Haematology analysers have been used for at least a decade for malaria diagnosis [7,11,23,26,29,33]. The XN-31 is an automated haematology analyser that obtained CE marking in April 2019 to support malaria diagnosis in whole blood samples [27,35,36,40]. Using fluorescence flow cytometry (FFC) technology, it quantifies malaria-infected red blood cells (MI-RBC) in human blood, i.e., RBCs containing nucleic acids [12,13]. Together with a complete blood count (CBC), it gives a qualitative result as well as quantification of MI-RBC per microliter (μL), and as a percentage of infected red blood cells (MI-RBC%). This analyser thereby allows for accurate and standardised detection of malaria parasites in human blood as it provides reliable results 24/7, regardless of the availability of a malaria-experienced professional [17,22,31].
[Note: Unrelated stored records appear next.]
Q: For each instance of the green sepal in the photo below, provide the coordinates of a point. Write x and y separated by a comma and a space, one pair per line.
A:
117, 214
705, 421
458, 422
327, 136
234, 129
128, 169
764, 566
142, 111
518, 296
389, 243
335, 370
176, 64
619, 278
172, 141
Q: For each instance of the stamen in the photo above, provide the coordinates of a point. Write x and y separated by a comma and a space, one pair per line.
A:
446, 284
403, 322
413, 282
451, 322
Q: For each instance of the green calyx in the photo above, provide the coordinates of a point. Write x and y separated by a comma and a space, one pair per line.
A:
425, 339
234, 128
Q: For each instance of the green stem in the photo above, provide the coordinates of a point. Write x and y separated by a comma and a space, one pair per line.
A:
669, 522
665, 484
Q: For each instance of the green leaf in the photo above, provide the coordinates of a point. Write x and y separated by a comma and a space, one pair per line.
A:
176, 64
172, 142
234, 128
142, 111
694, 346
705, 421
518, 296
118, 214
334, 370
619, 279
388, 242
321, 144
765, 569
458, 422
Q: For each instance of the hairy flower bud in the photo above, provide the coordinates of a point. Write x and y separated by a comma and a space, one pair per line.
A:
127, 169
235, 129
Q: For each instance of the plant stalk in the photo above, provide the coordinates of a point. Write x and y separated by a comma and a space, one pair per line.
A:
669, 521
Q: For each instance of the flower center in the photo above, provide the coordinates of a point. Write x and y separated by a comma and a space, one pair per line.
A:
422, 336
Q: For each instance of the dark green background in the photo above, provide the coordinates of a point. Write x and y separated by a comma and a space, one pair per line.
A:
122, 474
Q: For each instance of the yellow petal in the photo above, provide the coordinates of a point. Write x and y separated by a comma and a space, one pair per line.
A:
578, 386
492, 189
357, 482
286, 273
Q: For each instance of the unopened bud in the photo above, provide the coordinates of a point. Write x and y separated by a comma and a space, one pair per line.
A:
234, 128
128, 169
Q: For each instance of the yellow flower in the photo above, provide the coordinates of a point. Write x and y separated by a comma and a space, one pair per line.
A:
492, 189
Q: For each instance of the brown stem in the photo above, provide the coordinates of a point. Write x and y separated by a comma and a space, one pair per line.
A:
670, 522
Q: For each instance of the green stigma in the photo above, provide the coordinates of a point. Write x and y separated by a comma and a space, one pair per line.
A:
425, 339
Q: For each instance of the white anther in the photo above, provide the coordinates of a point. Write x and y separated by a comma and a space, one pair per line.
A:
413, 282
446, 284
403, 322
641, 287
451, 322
The first objective of this study was to evaluate the diagnostic accuracy of the XN-31 automated haematology analyser (sensitivity, specificity, negative predictive value, and positive predictive value) for the initial diagnosis and/or follow-up of imported malaria cases compared to the reference malaria tests including RDT, LAMP, and microscopy [32]. The secondary objectives were to compare thePlasmodiumspecies identification and parasitemia assessed by XN-31 to those performed by microscopic examination of the thin smear, and to study the repeatability over time of the XN-31 method after blood storage under different conditions.

Materials and methods


This was a non-interventional study, without any additional procedures. Data were collected during routine patient care. Provided data were centrally checked for completeness, plausibility, and integrity before analysis. To ensure reproducibility and completeness of data extraction, an excel spreadsheet (Microsoft Corp., Redmond, WA, USA) compiling all variables to be extracted was used.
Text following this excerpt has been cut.